Le plan d’action du gouvernement, adopté récemment en Conseil des ministres, est dorénavant entre les mains du Parlement. Les députés ont ainsi commencé à examiner la copie de l’équipe de Aïmene Benabderrahmane. Il s’agit de la première mission d’une Assemblée résultant des dernières élections législatives, qui se sont déroulées le 12 juin dernier. Près de trois mois plus tard, les élus vont enfin sortir de leur tanière.
Une période durant laquelle l’Algérie a vécu -à ce jour d’ailleurs, de nombreux soubresauts avec une multitude de problèmes et de crises, mais les députés avaient surtout brillé par leur absence. Par leur inaction -qui est en réalité une action de désengagement-, ceux qui sont officiellement présentés comme les représentants du peuple ont raté une occasion de faire oublier le manque de crédibilité qu’ils traînent depuis le premier jour (23,02% comme taux de participation). La solidarité nationale qui s’est matérialisée pour faire face au manque de concentrateurs d’oxygène, et aux derniers incendies, n’a pas réussi à faire bouger les députés. Ces derniers étaient par contre au complet, jeudi dernier, lors de l’ouverture de la session d’automne du Parlement. C’est comme si, ces élus n’avaient des comptes à rendre qu’au gouvernement !

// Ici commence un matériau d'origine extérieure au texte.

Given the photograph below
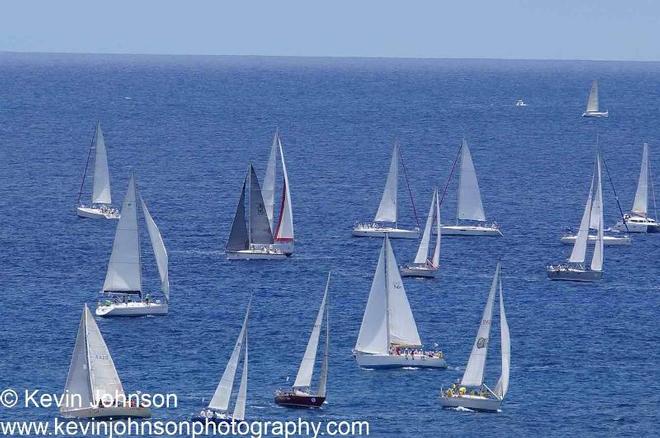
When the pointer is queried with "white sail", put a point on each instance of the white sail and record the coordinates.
(268, 189)
(469, 196)
(640, 206)
(503, 383)
(592, 103)
(124, 269)
(160, 252)
(597, 258)
(241, 398)
(373, 337)
(220, 400)
(423, 250)
(306, 370)
(474, 371)
(285, 225)
(101, 185)
(387, 210)
(401, 322)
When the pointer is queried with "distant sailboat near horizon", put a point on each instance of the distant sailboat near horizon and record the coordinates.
(386, 219)
(123, 280)
(638, 219)
(218, 408)
(593, 104)
(575, 269)
(469, 206)
(282, 229)
(481, 397)
(388, 335)
(93, 388)
(101, 205)
(422, 265)
(301, 395)
(251, 236)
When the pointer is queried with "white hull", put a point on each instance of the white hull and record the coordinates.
(399, 361)
(135, 308)
(97, 212)
(109, 412)
(472, 402)
(471, 230)
(369, 230)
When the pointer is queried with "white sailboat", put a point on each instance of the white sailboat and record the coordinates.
(251, 236)
(101, 206)
(282, 228)
(575, 269)
(301, 395)
(93, 388)
(423, 266)
(386, 220)
(592, 103)
(123, 281)
(471, 392)
(388, 335)
(218, 408)
(638, 219)
(469, 206)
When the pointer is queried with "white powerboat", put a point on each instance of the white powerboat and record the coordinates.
(471, 392)
(386, 220)
(388, 335)
(122, 289)
(101, 205)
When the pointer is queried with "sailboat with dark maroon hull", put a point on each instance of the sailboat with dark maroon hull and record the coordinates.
(301, 395)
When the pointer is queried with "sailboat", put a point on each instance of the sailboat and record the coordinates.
(592, 103)
(638, 219)
(301, 395)
(575, 269)
(250, 236)
(123, 280)
(469, 205)
(471, 392)
(101, 206)
(386, 220)
(93, 388)
(282, 229)
(388, 335)
(218, 408)
(423, 266)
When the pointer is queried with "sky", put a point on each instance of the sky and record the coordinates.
(502, 29)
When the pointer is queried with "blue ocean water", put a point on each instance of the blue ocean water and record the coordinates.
(584, 357)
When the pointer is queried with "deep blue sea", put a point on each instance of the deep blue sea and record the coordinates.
(584, 356)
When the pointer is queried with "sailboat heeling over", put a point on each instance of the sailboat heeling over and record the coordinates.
(124, 271)
(474, 371)
(470, 206)
(640, 205)
(101, 184)
(387, 210)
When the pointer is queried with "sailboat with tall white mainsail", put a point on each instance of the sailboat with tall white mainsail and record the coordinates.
(93, 388)
(638, 219)
(593, 109)
(469, 205)
(575, 269)
(101, 206)
(282, 228)
(218, 408)
(471, 392)
(387, 219)
(251, 236)
(301, 395)
(423, 266)
(122, 289)
(388, 335)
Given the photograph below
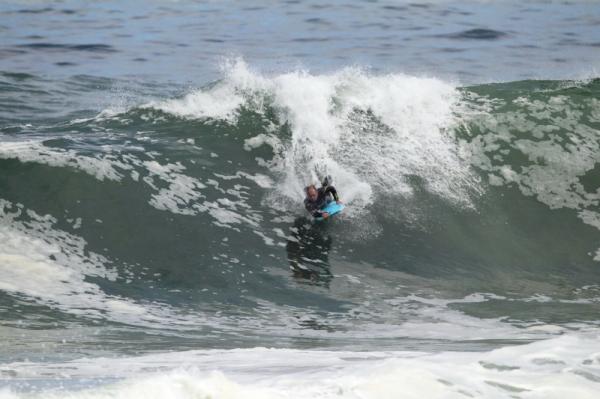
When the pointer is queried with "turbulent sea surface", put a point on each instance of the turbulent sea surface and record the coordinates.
(153, 241)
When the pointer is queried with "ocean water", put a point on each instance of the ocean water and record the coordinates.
(153, 241)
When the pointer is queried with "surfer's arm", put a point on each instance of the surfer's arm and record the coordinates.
(333, 191)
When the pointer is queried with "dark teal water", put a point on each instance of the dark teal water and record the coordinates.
(152, 163)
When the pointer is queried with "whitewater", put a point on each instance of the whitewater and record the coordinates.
(153, 241)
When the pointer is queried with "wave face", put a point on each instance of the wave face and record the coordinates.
(173, 220)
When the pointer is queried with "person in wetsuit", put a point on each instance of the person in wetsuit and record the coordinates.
(317, 199)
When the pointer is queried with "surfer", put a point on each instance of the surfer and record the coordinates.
(317, 199)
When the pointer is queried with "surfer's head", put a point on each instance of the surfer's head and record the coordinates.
(311, 192)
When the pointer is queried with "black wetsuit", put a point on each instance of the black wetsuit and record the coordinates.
(323, 198)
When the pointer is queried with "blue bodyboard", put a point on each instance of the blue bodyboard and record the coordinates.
(332, 208)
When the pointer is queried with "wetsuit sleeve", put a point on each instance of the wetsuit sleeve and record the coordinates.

Le plan d’action du gouvernement en main, les députés vont commencer à faire leur show. D’emblée, le même schéma des anciennes législatures s’annonce. Ils travailleront sur une série de projets de loi en se basant sur trois verbes, débattre, revoir et enrichir. Encore une fois, aucun «produit» émanant de l’Hémicycle n’est prévu. Les députés vont encore une fois conforter leur image de collaborateurs du gouvernement au lieu de représentants du peuple. D’ailleurs, le gouvernement de Aïmene Benabderrahmane risque-t-il, même un peu, de voir son plan désavoué ? Sauf miracle, tout indique que la réponse est négative.
Le changement de l’image de l’APN attendra. Toutefois, la seule nouveauté concrète, que les élus ont découvert jeudi passé, c’est l’installation de perches collectives au lieu des micros individuels. Les députés seront ainsi obligés de se lever pour prendre la parole. En attendant mieux, c’est déjà une nouvelle posture.